5am Replay
I'm sure you're all familiar with those features in magazines, especially the weekend supplements, the celebrity questionnaire. One such has the question, "What keeps you awake at night?". Well, they certainly haven't interviewed any bridge players because the answer would surely be obvious. It's not that bridge hands wake one up, it's that after that car backfire, those carousing youths or the cat howling disturbs your sleep, your mind starts working and replaying the hands of the night before. And it is seldom the triumphs, it is the disasters:
| NS Vul. Dealer North | ♠ Q1076 | ||
| ♥ AQ5 | |||
| ♦ Q6 | |||
| ♣ J1043 | |||
| ♠ KJ9854 | ♠ 3 | ||
| ♥ 43 | ♥ K72 | ||
| ♦ AKJ8 | ♦ 10542 | ||
| ♣ Q | ♣ 98652 | ||
| ♠ A2 | |||
| ♥ J10986 | |||
| ♦ 973 | |||
| ♣ AK7 | |||
| West | North | East | South | |
| Pass | Pass | 1♥ | ||
| 1♠ | X | Pass | 1NT | |
| 2♠ | 2NT | End |
West decided to have a look at dummy and led a top diamond; that clarified matters and she continued with her other honours and a fourth round to East's ten. On this trick, having not been called upon to make any great decisions so far, I parted with a small club from hand, I had let go one of each black suit from dummy. East could see there was not much future in spades and played a club. I won perforce and saw the queen fall on my left. I next ran the heart knave. It lost, the unhappy position was now:
| ♠ Q107 | |||
| ♥ AQ | |||
| ♦ --- | |||
| ♣ J10 | |||
| ♠ KJ9854 | ♠ 3 | ||
| ♥ 3 | ♥ 72 | ||
| ♦ --- | ♦ --- | ||
| ♣ --- | ♣ 9862 | ||
| ♠ A2 | |||
| ♥ 10986 | |||
| ♦ --- | |||
| ♣ K | |||
East switched accurately to a spade and my goose was cooked: I had the tricks but couldn't get to them. I felt a fool for having blocked the hearts - it's the sort of thing that keeps you awake. But around 5am I realised I wasn't in such good shape. East was clearly more aware of what was going on than I was and, had I played a heart to the queen she would have a counter – she could duck this. By withholding the king and forcing me to play off the heart ace (else I couldn't get heart tricks) she could strand my club winner in dummy, much as above.
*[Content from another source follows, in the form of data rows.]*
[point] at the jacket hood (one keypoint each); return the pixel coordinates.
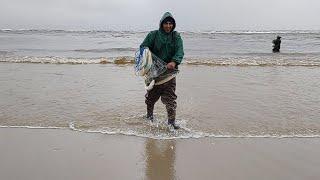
(165, 15)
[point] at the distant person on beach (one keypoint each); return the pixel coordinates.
(276, 44)
(168, 46)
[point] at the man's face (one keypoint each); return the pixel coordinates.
(167, 26)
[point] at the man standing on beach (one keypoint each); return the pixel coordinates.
(168, 46)
(276, 44)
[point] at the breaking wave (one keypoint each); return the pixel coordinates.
(183, 133)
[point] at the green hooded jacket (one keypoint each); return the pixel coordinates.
(167, 46)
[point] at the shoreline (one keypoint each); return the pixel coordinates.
(64, 154)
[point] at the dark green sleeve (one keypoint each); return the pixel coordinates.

Where I had really gone wrong was that careless discard of a small club on the fourth diamond. West was marked with six spades so I didn't need the second spade but I really did need the transportation (or even a finesse) in the club suit. Now I would be OK…
But wait a moment! Going back even further, if West had led her small diamond at trick three to her partner's ten, a spade would finish declarer however the play went. The defence have four diamonds, a heart and use the diamond suit to get West in to cash a spade for the setting trick. Very nice – but I doubt it's keeping them awake.